Loop steps: reaction stoichiometry and solution chemistry

At the beginning of each loop, the current value of alpha (destruction exponent) is calculated. If the previous step worked, the value of alpha is increased by one (we try to react more of the reactant in this step) but if the previous step failed, the value of alpha is decreased by one (we react less of the reactant) in an attempt to stay within the deviation limits of solution chemistry set by the user.

Then the function calculates the current numbers of moles of each basis species, and the changes that accompany dissolution of the primary reactant and dissolution of the secondary reactant (if any). The most stable product (or products if fmode is many) is also identified. Then, for an open system (dmode == none), the transformation of the reactant to product is calculated by observing the primary conservation constraint. For a closed system (dmode == coupled), the secondary conservation constraint is also invoked. For coupling to work, the secondary conservant must be present in the transformation reactions of the primary reactant to the product and of the secondary reactant to the product.

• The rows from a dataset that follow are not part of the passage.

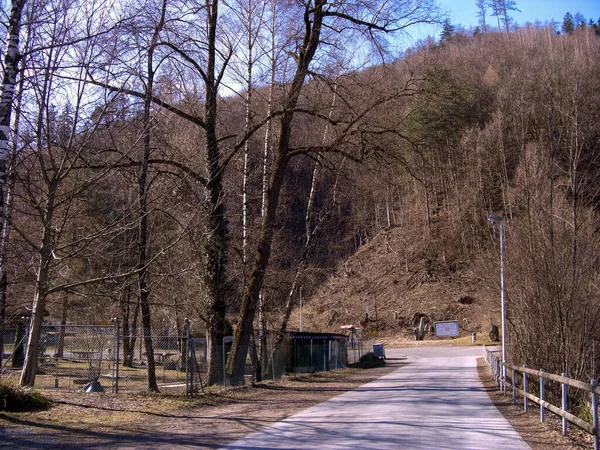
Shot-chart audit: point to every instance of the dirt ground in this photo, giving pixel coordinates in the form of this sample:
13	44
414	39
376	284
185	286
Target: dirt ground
218	416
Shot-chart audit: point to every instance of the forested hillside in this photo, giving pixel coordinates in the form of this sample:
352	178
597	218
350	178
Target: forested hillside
175	160
508	125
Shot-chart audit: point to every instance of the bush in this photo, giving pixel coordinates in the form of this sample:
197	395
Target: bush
18	399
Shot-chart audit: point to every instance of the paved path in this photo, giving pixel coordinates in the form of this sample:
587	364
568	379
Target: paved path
434	402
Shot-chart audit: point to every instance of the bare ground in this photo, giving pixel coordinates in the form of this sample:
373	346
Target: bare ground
220	416
215	418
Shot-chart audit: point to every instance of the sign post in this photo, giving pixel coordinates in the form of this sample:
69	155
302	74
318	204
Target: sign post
446	329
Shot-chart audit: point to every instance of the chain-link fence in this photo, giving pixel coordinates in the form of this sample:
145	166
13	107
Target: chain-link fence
95	358
99	359
359	346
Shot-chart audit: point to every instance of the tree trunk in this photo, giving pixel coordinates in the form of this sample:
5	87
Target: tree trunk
11	61
41	287
237	357
215	249
60	346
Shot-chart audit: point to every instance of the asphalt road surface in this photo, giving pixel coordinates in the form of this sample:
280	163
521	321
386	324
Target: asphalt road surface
433	401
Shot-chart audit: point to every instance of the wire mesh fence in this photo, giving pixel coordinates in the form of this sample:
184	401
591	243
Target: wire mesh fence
101	358
95	358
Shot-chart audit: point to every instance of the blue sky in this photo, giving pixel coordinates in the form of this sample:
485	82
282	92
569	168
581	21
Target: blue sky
464	12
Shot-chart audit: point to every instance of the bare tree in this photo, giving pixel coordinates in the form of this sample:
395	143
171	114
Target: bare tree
316	16
9	81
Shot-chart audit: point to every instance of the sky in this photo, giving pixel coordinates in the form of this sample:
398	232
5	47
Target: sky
464	12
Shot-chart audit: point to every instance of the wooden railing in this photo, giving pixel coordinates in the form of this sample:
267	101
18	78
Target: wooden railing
506	382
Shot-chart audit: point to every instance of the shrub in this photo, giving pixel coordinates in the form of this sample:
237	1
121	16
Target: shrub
18	399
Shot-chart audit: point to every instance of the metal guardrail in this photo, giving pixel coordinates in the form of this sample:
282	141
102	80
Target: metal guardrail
496	365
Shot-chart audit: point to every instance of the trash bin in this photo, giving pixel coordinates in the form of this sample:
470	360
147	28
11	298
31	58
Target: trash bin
379	351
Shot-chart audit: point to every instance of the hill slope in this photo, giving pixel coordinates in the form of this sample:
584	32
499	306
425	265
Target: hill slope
382	288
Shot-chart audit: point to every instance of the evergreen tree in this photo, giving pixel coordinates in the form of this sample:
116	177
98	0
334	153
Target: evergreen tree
568	24
579	20
447	31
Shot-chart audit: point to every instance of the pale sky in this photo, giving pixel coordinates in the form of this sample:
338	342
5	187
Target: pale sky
464	12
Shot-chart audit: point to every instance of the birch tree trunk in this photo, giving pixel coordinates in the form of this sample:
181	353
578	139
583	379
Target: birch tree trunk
11	62
143	232
237	357
216	228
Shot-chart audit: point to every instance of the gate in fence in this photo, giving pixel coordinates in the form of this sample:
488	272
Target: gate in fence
100	359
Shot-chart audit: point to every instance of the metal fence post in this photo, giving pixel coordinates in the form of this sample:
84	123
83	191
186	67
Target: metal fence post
564	404
514	381
595	412
188	379
116	356
525	399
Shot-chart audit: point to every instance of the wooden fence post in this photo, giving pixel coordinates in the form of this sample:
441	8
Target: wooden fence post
514	386
542	395
595	412
564	405
525	399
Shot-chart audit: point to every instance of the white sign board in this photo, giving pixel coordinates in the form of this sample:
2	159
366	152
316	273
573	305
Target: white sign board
445	329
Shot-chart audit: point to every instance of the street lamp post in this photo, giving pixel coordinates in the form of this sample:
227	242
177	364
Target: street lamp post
300	309
503	295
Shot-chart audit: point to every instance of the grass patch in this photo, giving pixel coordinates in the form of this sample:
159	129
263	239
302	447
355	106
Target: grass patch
18	399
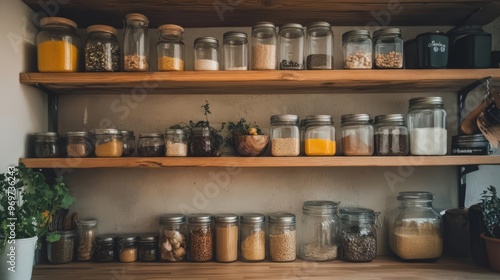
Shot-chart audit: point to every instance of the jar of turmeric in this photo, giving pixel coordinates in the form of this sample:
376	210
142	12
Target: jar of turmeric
58	45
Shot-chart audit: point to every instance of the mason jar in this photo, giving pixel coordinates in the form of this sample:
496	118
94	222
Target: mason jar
291	42
172	240
427	126
58	45
319	46
285	135
319	237
415	228
264	46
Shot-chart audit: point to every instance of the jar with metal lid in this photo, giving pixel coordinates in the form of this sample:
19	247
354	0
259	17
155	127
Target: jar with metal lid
58	45
102	50
151	145
391	135
87	232
319	46
357	135
282	237
319	138
427	126
201	238
176	144
170	49
319	237
108	143
285	135
147	247
206	53
47	145
415	228
291	42
388	48
357	49
105	248
226	237
359	234
173	244
136	43
252	237
264	42
78	144
127	248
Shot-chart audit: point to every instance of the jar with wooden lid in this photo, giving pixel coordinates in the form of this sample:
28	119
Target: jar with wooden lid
102	50
58	45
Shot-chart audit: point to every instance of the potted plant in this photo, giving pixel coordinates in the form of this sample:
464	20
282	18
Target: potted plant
491	219
27	203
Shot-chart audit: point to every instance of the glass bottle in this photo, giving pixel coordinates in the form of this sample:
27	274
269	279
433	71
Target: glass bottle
319	46
285	135
102	51
136	43
173	231
170	48
235	46
319	231
415	228
58	45
427	126
291	42
264	42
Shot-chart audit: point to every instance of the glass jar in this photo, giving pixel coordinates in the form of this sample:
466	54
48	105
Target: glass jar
58	45
388	48
47	145
285	135
151	145
282	237
87	232
102	51
226	237
357	49
148	247
170	48
291	42
359	234
391	135
319	231
357	135
415	228
176	144
136	43
319	137
252	237
235	46
427	126
206	52
78	144
109	143
105	248
201	238
264	42
127	248
62	250
319	46
172	239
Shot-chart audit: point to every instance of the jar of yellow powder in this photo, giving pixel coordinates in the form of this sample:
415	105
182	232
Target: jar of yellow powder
58	45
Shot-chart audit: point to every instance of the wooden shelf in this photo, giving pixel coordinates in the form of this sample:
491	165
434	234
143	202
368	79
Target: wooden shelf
336	161
201	13
244	82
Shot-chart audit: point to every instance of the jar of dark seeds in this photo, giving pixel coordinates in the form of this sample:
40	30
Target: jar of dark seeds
359	235
102	51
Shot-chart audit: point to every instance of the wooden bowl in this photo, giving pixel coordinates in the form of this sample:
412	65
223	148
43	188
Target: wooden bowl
250	145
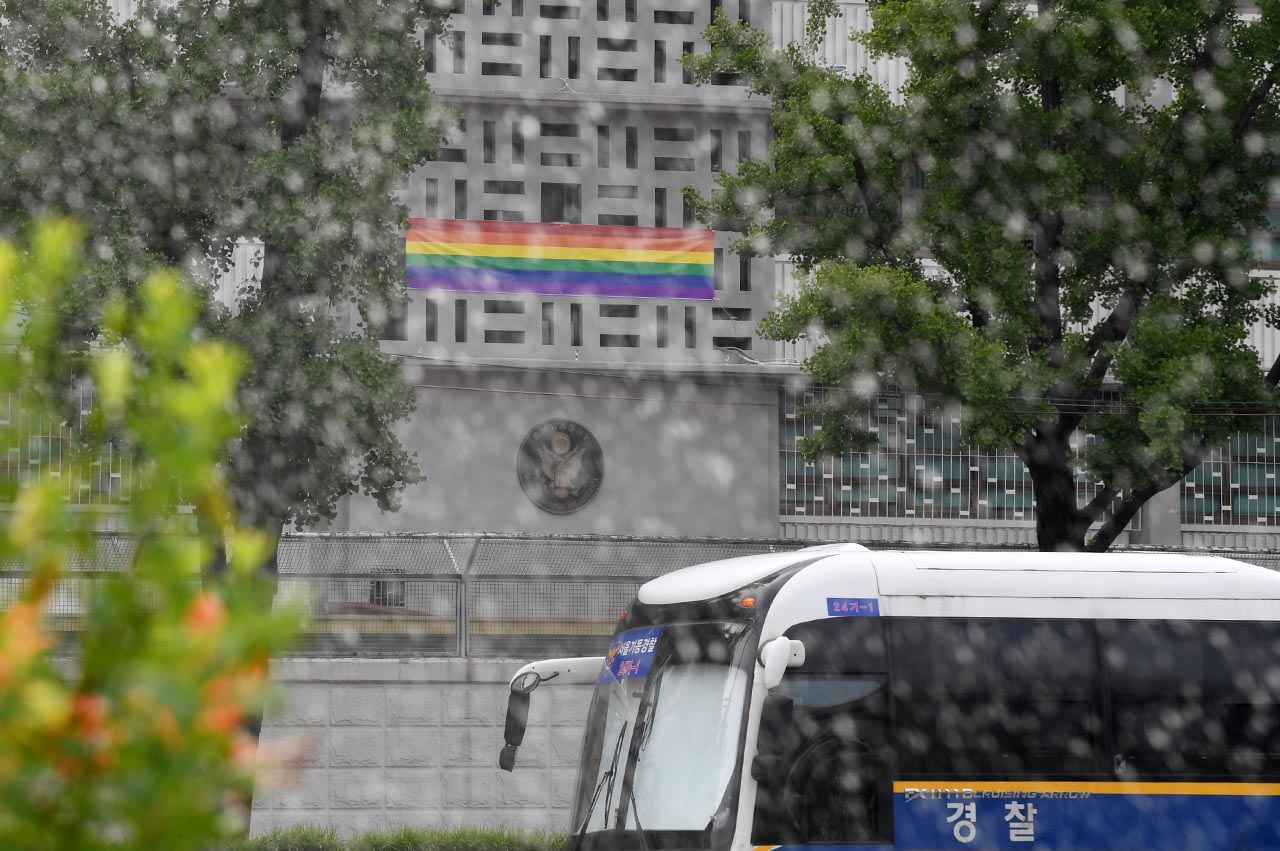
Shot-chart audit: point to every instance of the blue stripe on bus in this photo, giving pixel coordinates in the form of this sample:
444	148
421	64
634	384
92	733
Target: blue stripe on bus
1091	822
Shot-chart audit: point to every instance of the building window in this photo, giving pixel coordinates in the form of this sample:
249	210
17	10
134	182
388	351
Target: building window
460	321
517	143
460	198
433	320
562	202
602	146
460	53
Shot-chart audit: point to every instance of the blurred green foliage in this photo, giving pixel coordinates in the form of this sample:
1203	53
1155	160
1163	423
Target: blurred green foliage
137	740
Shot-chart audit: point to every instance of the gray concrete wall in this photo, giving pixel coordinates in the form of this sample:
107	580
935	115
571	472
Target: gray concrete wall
682	456
362	744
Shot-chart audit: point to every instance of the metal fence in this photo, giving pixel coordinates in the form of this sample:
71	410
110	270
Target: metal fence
449	594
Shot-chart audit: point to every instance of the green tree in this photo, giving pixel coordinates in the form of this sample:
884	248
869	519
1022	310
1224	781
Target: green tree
1083	174
197	123
137	742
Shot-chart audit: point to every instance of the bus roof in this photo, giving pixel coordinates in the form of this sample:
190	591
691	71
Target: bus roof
908	581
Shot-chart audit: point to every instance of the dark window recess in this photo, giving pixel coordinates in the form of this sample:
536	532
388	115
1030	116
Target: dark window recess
830	744
460	198
575	325
673	163
394	323
460	53
560	129
503	306
552	158
433	197
562	202
668	15
489	143
460	321
615	191
632	147
602	146
560	13
617	74
997	698
504	187
517	145
672	135
432	311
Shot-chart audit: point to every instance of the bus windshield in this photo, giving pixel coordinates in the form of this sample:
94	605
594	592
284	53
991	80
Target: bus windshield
663	737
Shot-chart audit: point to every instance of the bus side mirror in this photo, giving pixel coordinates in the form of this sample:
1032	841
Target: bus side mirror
778	655
517	718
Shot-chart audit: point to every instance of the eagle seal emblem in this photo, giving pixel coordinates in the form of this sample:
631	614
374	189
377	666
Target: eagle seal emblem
560	466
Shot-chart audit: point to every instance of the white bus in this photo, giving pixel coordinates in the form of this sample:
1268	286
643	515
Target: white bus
929	701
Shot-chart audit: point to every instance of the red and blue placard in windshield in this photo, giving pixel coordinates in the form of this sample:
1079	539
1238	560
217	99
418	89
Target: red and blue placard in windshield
630	654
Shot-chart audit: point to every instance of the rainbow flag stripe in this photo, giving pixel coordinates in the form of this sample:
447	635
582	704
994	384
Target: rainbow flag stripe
560	259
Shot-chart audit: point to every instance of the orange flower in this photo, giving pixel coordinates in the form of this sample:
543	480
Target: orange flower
206	612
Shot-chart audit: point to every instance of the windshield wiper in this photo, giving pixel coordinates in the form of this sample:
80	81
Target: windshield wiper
604	778
635	814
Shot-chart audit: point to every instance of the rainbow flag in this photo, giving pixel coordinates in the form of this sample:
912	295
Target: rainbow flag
560	259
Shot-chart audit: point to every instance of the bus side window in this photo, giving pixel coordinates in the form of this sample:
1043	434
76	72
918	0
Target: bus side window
828	778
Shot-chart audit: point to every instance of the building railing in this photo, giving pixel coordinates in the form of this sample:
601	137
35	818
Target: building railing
449	594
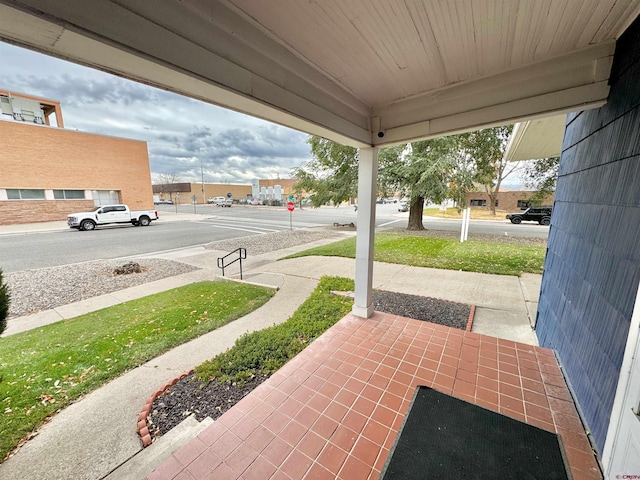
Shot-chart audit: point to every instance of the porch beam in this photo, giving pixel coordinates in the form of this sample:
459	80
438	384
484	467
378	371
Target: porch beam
367	192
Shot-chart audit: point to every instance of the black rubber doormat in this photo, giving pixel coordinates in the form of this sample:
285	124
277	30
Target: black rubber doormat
447	438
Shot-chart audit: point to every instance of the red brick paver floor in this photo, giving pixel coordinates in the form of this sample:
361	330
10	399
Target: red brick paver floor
335	409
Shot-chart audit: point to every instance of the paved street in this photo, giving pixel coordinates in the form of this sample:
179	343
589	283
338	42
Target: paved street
23	251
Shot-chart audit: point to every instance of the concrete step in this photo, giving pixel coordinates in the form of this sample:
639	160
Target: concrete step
145	461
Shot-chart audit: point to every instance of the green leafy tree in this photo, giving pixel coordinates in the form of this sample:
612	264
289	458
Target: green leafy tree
541	175
331	176
487	148
4	303
421	171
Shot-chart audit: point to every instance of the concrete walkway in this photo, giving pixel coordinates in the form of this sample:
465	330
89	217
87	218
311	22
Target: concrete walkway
95	435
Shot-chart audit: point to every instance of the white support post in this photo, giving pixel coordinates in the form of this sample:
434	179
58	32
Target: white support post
464	230
366	217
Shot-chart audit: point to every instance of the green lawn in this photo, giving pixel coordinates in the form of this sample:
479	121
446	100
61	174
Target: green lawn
265	351
419	251
45	369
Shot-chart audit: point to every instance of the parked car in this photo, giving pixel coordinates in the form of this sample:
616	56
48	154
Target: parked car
220	201
542	215
107	214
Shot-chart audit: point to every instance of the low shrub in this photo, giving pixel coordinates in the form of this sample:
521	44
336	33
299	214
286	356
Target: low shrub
265	351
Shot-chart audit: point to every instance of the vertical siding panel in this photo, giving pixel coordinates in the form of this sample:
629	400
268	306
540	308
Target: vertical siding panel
592	269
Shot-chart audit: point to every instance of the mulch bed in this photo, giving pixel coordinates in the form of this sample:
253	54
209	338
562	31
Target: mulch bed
188	396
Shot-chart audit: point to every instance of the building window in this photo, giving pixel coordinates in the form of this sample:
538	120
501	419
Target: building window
68	194
25	194
105	197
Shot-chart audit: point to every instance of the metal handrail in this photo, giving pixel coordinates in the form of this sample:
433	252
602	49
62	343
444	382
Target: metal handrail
242	255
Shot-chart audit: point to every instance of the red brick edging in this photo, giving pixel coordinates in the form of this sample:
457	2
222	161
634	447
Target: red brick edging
471	315
142	428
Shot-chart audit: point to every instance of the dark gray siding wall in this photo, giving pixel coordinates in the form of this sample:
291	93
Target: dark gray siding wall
592	268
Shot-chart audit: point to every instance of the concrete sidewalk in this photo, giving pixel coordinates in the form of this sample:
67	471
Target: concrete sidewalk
95	435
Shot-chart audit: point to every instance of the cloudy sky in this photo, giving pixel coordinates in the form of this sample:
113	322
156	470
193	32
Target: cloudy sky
182	134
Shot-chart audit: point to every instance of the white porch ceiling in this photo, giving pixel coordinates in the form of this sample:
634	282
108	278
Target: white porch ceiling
361	72
541	138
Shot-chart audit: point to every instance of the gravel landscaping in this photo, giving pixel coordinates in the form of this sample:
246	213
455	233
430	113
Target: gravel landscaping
44	288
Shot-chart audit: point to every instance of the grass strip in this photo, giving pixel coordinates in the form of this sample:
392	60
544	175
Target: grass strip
45	369
447	254
265	351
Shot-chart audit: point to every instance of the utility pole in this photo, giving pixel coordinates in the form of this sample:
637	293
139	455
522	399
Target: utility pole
204	200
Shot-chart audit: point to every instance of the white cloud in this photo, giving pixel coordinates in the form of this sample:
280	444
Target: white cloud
183	135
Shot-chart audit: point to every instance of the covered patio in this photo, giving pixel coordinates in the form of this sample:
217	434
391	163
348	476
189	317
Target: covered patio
370	74
335	410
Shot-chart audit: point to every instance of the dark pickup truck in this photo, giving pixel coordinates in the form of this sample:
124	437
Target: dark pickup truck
542	215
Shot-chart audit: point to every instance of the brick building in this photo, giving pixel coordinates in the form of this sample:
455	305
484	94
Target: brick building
508	200
47	172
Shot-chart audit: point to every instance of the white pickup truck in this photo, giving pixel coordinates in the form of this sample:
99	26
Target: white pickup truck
107	214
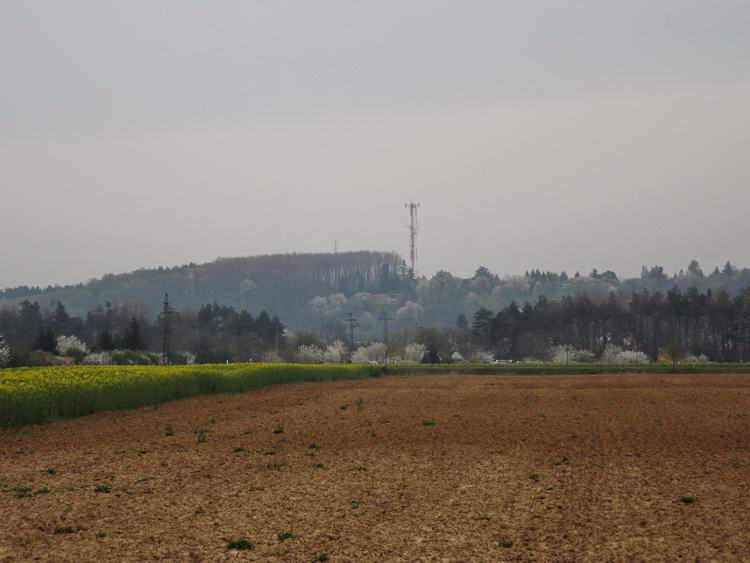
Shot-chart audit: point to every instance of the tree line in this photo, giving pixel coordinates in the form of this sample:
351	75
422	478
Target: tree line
710	323
212	334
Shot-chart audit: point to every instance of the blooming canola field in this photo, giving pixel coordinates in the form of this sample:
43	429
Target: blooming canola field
42	394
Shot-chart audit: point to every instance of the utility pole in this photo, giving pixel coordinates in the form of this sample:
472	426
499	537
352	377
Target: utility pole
352	322
165	314
385	318
413	227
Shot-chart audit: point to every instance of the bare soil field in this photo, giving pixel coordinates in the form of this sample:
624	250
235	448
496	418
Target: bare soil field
433	468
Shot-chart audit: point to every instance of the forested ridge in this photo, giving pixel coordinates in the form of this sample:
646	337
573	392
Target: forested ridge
524	316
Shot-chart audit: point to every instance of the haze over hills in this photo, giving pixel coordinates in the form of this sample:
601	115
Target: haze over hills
308	291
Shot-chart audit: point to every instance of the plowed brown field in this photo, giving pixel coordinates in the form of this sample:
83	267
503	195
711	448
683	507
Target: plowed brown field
438	468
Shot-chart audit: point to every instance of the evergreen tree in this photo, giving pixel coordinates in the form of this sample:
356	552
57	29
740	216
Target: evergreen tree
46	340
105	341
133	340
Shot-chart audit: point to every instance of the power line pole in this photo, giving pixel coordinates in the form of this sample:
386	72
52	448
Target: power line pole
413	227
352	322
165	314
385	318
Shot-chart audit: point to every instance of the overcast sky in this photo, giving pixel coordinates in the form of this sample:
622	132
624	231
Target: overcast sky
558	135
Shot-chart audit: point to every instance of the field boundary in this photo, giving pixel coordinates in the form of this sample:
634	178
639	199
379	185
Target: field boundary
567	369
38	395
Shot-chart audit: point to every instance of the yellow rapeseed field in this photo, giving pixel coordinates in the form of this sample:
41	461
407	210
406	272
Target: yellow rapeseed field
41	394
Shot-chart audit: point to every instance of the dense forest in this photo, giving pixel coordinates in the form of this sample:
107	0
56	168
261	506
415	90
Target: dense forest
284	284
230	309
710	324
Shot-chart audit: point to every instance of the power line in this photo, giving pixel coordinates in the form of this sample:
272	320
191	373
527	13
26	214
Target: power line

The calculation of reaction progress for either the open or closed system case takes account of the destruction exponent (alpha) which determines the amount of primary reactant that is available at that step. If the transformation of primary and secondary reactants to products causes the number of moles of any basis species to become negative, or the change in logarithm of activity of any basis species to exceed the deviation limit (devmax) the step fails and the next loop is initiated.

The figure below shows the major computations for each step. Failed steps lead to the ``next'' exits. If successful, the ``end'' of the step is reached and the reaction has progressed! The ensuing changes in the amounts of basis species and of reactant and product species are logged, a point is made on the activity diagram, and the following step is initiated.


Mineral Examples

The following examples examine the dissolution of K-feldspar in closed and open systems. The results are similar to the spreadsheet calculations for these systems described in Steinmann et al., 1994 [2]. Each example below consists of a brief description of the strategy involved, the source code, and output in the form of a movie and a figure.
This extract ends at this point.